Although the DAT flywheel demonstrates formidable power during bull markets, its pro-cyclical risks and external challenges cannot be overlooked. The industry has now entered a competitive phase marked by ongoing elimination. The key risks include:

1. Regulatory Tightening and Financing Restrictions

In early September 2025, Nasdaq unexpectedly increased scrutiny on “crypto-purchasing companies.” New rules require any listed company seeking to issue new shares for crypto purchases to first obtain shareholder approval. The measure is intended to curb frequent fundraising and hoarding that inflate stock prices. Regulators worry that DAT is being used as a form of regulatory arbitrage, since compared with ETFs, DAT firms face lower listing thresholds while achieving similar effects. Nasdaq’s new rules, along with closer SEC oversight, suggest the DAT model will face stricter regulation. While this may foster standardization over the long run, in the short term, financing efficiency could decline, slowing the flywheel.

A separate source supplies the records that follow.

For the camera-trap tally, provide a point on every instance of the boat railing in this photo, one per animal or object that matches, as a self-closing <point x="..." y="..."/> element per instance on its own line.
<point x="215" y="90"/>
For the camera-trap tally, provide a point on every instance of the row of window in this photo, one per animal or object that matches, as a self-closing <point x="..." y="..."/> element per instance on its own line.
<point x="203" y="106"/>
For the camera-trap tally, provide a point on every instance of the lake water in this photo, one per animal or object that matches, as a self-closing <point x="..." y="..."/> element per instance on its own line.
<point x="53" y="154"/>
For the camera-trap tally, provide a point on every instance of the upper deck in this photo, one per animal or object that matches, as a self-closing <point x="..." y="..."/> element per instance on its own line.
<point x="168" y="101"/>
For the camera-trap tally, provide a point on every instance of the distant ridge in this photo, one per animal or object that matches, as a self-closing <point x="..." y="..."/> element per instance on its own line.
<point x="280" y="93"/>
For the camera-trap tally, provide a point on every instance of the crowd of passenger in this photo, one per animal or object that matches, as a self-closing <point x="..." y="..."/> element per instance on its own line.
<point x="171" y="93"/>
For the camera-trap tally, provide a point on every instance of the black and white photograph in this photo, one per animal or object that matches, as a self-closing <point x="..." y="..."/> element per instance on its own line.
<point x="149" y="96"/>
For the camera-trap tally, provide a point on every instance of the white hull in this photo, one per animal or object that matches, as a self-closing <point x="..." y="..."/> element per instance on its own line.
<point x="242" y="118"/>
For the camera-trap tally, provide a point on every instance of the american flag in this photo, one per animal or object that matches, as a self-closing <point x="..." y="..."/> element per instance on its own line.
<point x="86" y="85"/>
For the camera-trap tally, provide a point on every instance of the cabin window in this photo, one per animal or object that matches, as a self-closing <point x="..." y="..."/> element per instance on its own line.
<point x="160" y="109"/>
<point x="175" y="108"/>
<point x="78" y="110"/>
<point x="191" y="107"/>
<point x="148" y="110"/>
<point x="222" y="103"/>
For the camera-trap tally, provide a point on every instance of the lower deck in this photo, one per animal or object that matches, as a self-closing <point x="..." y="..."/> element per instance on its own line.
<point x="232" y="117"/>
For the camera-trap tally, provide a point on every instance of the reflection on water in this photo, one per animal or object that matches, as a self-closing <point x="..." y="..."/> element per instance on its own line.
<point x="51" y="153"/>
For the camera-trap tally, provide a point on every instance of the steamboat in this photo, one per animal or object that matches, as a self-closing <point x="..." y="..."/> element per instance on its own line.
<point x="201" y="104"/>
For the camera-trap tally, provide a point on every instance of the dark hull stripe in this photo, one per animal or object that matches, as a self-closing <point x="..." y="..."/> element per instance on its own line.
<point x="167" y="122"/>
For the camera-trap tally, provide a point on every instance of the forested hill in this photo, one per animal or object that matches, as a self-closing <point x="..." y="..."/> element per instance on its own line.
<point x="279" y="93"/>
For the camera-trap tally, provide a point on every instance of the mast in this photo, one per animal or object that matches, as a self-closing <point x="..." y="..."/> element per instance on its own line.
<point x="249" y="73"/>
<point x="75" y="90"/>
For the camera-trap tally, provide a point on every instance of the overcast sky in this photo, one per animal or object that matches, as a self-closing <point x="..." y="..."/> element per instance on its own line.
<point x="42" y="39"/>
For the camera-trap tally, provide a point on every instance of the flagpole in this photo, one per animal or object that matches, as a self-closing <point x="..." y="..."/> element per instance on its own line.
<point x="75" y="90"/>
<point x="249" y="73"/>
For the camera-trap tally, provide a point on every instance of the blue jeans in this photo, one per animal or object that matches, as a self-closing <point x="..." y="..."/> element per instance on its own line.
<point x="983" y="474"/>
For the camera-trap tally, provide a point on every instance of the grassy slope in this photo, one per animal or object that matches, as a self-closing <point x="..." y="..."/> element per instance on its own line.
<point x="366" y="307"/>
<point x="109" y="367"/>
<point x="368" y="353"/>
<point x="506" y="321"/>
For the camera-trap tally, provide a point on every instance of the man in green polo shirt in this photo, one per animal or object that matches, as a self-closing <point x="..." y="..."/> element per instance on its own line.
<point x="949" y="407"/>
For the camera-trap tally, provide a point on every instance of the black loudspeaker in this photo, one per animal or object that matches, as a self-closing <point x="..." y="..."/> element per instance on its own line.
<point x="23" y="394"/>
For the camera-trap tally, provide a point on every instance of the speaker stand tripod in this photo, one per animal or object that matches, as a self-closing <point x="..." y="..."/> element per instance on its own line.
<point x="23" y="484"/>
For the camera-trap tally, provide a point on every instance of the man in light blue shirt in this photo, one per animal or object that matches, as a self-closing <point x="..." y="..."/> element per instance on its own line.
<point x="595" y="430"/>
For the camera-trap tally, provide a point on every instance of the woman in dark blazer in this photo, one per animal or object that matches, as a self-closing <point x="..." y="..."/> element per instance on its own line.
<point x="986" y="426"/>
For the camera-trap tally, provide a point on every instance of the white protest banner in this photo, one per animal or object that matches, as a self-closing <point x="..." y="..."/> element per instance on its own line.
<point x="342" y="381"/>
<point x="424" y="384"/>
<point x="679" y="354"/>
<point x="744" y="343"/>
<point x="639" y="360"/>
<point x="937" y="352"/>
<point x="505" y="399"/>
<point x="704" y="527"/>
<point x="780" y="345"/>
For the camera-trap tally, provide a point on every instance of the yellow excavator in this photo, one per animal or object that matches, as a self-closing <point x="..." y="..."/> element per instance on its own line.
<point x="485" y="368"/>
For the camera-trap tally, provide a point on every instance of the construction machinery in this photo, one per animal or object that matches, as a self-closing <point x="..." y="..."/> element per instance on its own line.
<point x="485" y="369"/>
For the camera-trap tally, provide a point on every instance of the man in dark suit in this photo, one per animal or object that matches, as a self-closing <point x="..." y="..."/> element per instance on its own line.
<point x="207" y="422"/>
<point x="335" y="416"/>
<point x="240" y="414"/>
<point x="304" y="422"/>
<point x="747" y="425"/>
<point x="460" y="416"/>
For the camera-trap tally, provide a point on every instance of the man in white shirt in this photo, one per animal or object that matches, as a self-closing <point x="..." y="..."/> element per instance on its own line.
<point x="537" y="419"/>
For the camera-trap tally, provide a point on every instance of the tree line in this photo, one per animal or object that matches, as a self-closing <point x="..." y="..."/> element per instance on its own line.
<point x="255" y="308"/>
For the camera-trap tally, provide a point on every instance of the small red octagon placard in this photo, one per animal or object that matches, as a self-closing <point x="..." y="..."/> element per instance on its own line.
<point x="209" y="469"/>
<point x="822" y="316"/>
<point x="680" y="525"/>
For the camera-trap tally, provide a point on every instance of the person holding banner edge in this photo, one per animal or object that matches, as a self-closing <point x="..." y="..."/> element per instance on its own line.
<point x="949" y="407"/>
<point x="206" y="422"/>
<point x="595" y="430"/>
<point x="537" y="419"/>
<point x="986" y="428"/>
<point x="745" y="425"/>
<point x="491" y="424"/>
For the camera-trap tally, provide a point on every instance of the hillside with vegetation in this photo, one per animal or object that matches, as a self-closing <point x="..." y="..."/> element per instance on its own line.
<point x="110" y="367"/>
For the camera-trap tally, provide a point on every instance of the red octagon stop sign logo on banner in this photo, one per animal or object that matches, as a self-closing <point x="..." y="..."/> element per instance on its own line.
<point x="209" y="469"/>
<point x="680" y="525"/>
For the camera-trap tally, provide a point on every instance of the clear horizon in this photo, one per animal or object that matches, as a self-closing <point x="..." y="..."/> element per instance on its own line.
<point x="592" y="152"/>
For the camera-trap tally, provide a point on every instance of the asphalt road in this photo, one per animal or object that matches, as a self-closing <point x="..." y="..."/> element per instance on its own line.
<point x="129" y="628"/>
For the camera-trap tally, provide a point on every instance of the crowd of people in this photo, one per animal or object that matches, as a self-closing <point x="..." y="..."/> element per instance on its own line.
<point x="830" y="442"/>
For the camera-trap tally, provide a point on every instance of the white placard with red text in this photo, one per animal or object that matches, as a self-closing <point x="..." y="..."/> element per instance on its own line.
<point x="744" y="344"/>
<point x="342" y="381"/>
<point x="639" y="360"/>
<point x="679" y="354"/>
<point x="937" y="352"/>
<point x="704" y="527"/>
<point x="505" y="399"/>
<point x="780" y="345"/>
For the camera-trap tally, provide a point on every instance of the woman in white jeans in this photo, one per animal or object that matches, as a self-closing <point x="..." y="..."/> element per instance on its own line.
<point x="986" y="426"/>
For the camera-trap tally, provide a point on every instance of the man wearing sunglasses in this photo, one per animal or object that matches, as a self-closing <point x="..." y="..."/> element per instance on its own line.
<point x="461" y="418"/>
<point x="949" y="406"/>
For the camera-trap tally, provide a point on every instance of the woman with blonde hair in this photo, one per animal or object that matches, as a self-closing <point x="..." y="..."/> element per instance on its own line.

2. mNAV Discount and Sell-off Risk

The market NAV multiple (mNAV) measures a DAT stock’s valuation relative to its crypto holdings. During bull markets, most DAT firms trade at a premium above 1, reflecting growth expectations. But when markets reverse or confidence weakens, mNAV can fall below 1, meaning stocks trade at a discount to underlying crypto value. Since September, many DAT shares have dropped sharply, accompanied by collapsing mNAVs, raising doubts about their ability to keep raising capital. Prolonged discount trading pressures management to sell reserves for buybacks to lift stock prices back toward NAV. If multiple DATs sell simultaneously, the resulting downward pressure could trigger negative feedback loops in crypto markets.

3. Leverage and Debt Risks

To expand aggressively, many DATs rely on leverage through convertible bonds, short-term loans, and reverse mergers. In bull markets, leverage magnifies gains, but in bear markets it backfires. If crypto prices plunge, debt covenants and margin calls may be triggered, forcing companies into fire sales of reserves to avoid default. This could replicate the liquidation cascades seen during the 2022 crypto crash. DATs that went public via SPACs or reverse mergers are especially vulnerable, as they depend heavily on continuous external funding. Once financing windows close, liquidity can dry up quickly.

4. Homogenization and Niche-asset Risks

The surge of DAT firms in 2025 has created overcrowding. With the scarcity premium fading, outcomes are diverging. Weak players with copycat strategies will struggle to maintain valuations or even survive. DATs focused on niche altcoins face greater risks, particularly as compliant ETF products draw investor interest away. Performance will hinge on three factors: financing ability, reserve scale, and yield generation. Firms lacking all three may become acquisition targets. The sector is shifting from wild growth toward survival-of-the-fittest, where only differentiated strategies and disciplined execution will prevail.

5. Macro and Liquidity Shocks

The DAT model bridges equity markets and crypto spot markets, but under stress, it may suffer “double-kill” effects. In a global liquidity squeeze or a dual stock-bond sell-off, both DAT share prices and crypto reserves can collapse simultaneously. Panic-driven investors often dump both equities and crypto, leaving DAT companies under double pressure. Concentrated sell-offs from heavily exposed DATs could trigger stampedes and extreme volatility. As cross-market liquidity nodes, DATs may intensify systemic stress during crises.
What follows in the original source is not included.